Extending Instruction Further

Clever EdTech use can help schools work smarter not harder at delivering instruction to students with a limited number of teachers. Teachers can stream lessons to multiple classrooms or even to remote learners by using screencasting, conference cameras, and other streaming tools. They can also record lessons using their interactive boards and classroom cameras that can be distributed to remote or asynchronous learners.


With the threat of cyberattacks becoming more and more of a daily issue, a major priority for K-12 education is protecting student data and avoiding ransomware attacks.

“As a number of recent notable attacks against school systems across the country demonstrate, schools are relatively low-hanging fruit for those who steal data and sell it or hold it for ransom. While corporations have been able to harden their defenses, boost spending on resilience measures, enhance their cybersecurity programs and evaluate risks, school systems — K-12 and higher education alike — haven’t been able to keep up.” – The 74

With the rise of digital devices for both students and teachers since the pandemic, they are more venerable than ever to ransomware attacks. We expect a true push for cybersecurity in education in 2023, especially for schools that have not yet made cybersecurity a priority and find themselves dangerously behind the curve. 

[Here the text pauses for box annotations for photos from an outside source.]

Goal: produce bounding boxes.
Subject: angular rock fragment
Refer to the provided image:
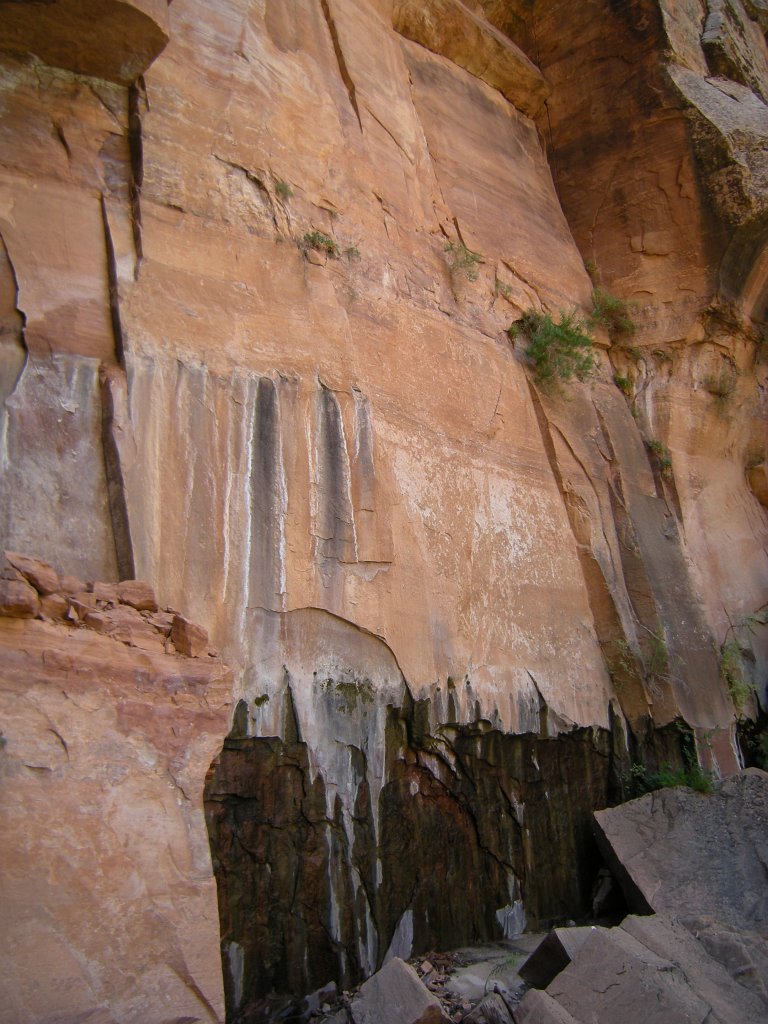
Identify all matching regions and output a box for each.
[595,768,768,933]
[352,956,447,1024]
[0,580,40,618]
[40,594,70,621]
[171,614,208,657]
[680,914,768,1003]
[518,928,595,988]
[117,580,158,611]
[5,551,59,594]
[547,929,711,1024]
[621,914,766,1024]
[83,605,164,653]
[93,583,120,604]
[515,988,580,1024]
[463,992,513,1024]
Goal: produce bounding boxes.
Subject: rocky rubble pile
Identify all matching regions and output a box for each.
[0,551,211,657]
[312,769,768,1024]
[311,947,525,1024]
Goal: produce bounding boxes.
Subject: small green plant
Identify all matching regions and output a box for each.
[645,437,672,479]
[443,242,482,281]
[591,288,637,341]
[301,231,341,259]
[622,762,714,797]
[645,633,670,677]
[720,636,753,715]
[514,309,595,388]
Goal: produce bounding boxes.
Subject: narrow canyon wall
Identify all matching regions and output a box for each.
[0,0,768,1020]
[0,554,231,1024]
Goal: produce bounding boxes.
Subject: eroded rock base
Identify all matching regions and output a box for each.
[206,700,708,1022]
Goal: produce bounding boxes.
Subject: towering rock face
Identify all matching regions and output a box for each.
[0,0,768,1018]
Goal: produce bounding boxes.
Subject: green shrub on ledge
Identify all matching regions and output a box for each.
[514,309,595,388]
[301,231,341,259]
[443,242,482,281]
[590,288,637,340]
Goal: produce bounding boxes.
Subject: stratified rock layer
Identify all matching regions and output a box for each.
[595,768,768,936]
[0,0,768,1019]
[0,556,231,1024]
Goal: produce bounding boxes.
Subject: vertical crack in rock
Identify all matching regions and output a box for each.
[100,193,125,370]
[247,377,287,611]
[528,381,657,723]
[0,233,29,419]
[206,673,634,1020]
[319,0,362,131]
[313,384,357,582]
[99,366,136,580]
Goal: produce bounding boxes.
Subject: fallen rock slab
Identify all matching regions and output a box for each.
[351,956,449,1024]
[595,768,768,936]
[515,914,766,1024]
[547,928,711,1024]
[621,914,768,1024]
[518,928,595,988]
[5,551,59,595]
[515,988,579,1024]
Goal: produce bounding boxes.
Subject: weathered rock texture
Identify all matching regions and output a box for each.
[0,0,768,1013]
[515,769,768,1024]
[515,915,766,1024]
[595,768,768,937]
[0,555,231,1024]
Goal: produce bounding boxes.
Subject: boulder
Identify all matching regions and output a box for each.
[595,768,768,935]
[0,580,40,618]
[5,551,59,594]
[171,615,208,657]
[117,580,158,611]
[515,988,579,1024]
[547,928,710,1024]
[518,928,594,988]
[352,956,447,1024]
[463,992,513,1024]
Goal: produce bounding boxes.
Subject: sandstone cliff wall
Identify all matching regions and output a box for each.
[0,0,768,1019]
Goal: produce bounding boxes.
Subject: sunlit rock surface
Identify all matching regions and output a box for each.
[0,0,768,1012]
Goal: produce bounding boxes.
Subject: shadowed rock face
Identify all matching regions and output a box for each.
[0,0,768,1019]
[0,0,169,85]
[206,679,700,1021]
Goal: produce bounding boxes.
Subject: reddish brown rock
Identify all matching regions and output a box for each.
[0,618,231,1024]
[91,583,120,604]
[0,580,40,618]
[40,594,70,622]
[5,551,60,594]
[83,606,163,653]
[171,614,208,657]
[0,0,168,85]
[117,580,158,611]
[392,0,549,117]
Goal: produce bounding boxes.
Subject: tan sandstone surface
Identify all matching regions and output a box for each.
[0,559,231,1024]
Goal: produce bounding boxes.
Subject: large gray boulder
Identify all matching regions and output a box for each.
[595,768,768,937]
[351,956,450,1024]
[515,914,766,1024]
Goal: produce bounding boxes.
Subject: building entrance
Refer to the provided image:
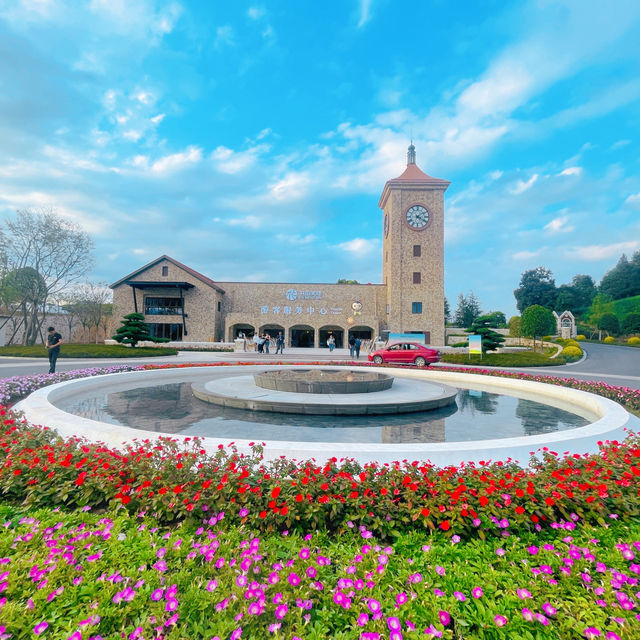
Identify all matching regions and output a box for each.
[318,327,344,349]
[289,326,315,349]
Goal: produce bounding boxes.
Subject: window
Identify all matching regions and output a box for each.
[149,322,182,341]
[144,297,182,316]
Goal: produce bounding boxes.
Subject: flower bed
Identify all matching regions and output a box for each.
[0,400,640,538]
[0,508,640,640]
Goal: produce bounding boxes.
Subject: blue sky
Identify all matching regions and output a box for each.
[0,0,640,315]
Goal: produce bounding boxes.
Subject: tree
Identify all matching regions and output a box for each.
[621,311,640,334]
[465,313,504,353]
[0,209,93,344]
[520,304,556,351]
[509,316,522,342]
[600,253,635,300]
[513,267,556,312]
[484,311,507,329]
[563,274,598,311]
[587,293,613,340]
[112,313,151,347]
[454,291,482,327]
[596,312,620,336]
[63,282,113,344]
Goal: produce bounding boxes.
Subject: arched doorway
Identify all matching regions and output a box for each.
[349,327,374,340]
[229,322,256,340]
[289,324,315,348]
[259,324,286,344]
[318,325,344,349]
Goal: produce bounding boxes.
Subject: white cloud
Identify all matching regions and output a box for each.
[215,24,236,47]
[624,192,640,207]
[511,249,542,261]
[151,146,202,173]
[511,173,538,195]
[269,171,311,202]
[336,238,380,258]
[567,240,640,262]
[276,233,316,245]
[544,216,575,233]
[247,7,266,20]
[227,216,262,229]
[558,167,582,176]
[211,145,269,174]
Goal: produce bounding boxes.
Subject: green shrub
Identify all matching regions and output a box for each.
[560,345,582,362]
[0,344,178,358]
[442,349,565,367]
[621,311,640,333]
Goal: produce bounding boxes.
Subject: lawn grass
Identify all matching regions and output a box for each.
[0,344,178,358]
[441,351,567,367]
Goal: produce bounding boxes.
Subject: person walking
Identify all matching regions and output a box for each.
[45,327,62,373]
[276,331,284,354]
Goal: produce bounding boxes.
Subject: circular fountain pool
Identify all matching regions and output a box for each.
[16,365,637,465]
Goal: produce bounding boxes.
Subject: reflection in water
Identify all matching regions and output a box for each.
[58,382,587,443]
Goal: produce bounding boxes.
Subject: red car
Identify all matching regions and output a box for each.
[369,342,440,367]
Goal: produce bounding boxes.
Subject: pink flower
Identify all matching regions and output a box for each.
[33,620,49,636]
[493,615,507,627]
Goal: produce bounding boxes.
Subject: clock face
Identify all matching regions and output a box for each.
[405,204,429,229]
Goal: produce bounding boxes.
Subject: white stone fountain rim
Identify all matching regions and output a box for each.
[15,364,640,466]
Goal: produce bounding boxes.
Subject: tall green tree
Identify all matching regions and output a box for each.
[513,267,557,312]
[454,291,482,327]
[465,313,504,353]
[600,253,637,300]
[112,313,151,347]
[520,304,556,351]
[0,209,93,345]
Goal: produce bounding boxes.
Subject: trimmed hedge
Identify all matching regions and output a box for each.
[441,351,567,367]
[0,343,178,359]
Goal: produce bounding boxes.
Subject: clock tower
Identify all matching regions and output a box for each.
[378,144,450,346]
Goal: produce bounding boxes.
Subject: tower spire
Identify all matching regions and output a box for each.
[407,140,416,166]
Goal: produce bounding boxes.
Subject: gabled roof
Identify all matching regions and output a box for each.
[109,254,224,293]
[378,162,451,209]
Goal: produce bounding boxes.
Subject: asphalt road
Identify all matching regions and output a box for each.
[0,343,640,389]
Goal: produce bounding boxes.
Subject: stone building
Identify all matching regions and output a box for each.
[111,144,449,347]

It is important to always prepare for cybersecurity threats before they happen. Plans should highlight the actions to take before, during, and after a cyberattack.

The Readiness and Emergency Management For Schools (REMS) lays out a six-step planning process for emergency preparedness :

  • Step 1: Form a collaborative planning team
  • Step 2: Understand the situation
  • Step 3: Determine goals and objectives
  • Step 4: Plan development (identify courses of action)
  • Step 5: Plan preparation; review and approval
  • Step 6: Plan implementation and maintenance 

Multipurpose Computer Labs

Are computer labs dead in the age of 1:1 or do they just need some reimagining? We think the latter.

“Computer labs” (if that’s even what we should call them in 2022) still have a place in today’s learning environment. This is because they offer the space and EdTech needed for higher powered learning experiences that the typical student device can’t support.

Things like high-level STEM (coding, 3D rendering, production, design, etc.) and Esports require extra computing horsepower and spaces (like designated labs) equipped with powerful computers.

As schools continue to readjust to post-pandemic reality, modern and multipurpose computer labs can offer a central place for learning, testing, creating, collaborating, and after-school activities.

2:1 Programs

Now that most US schools have reached 1:1 status, is the next step 2:1?

The jury is still out, but we think it’s unlikely in 2023.

Some schools are looking at the option of 2:1 programs (where one device is kept at home and one is stored in the classroom) as a way to help mitigate device breaks and instructional downtime.

Without the need of moving devices to and from school, student devices are less likely to break and the classroom set ensures that students always have charged and ready devices during class time.

Especially in the face of the federal funding cliff, this feels unrealistic in the new year but may grow legs in years to come.

What do you think? What other EdTech trends in 2023 do you expect (or hope) to see?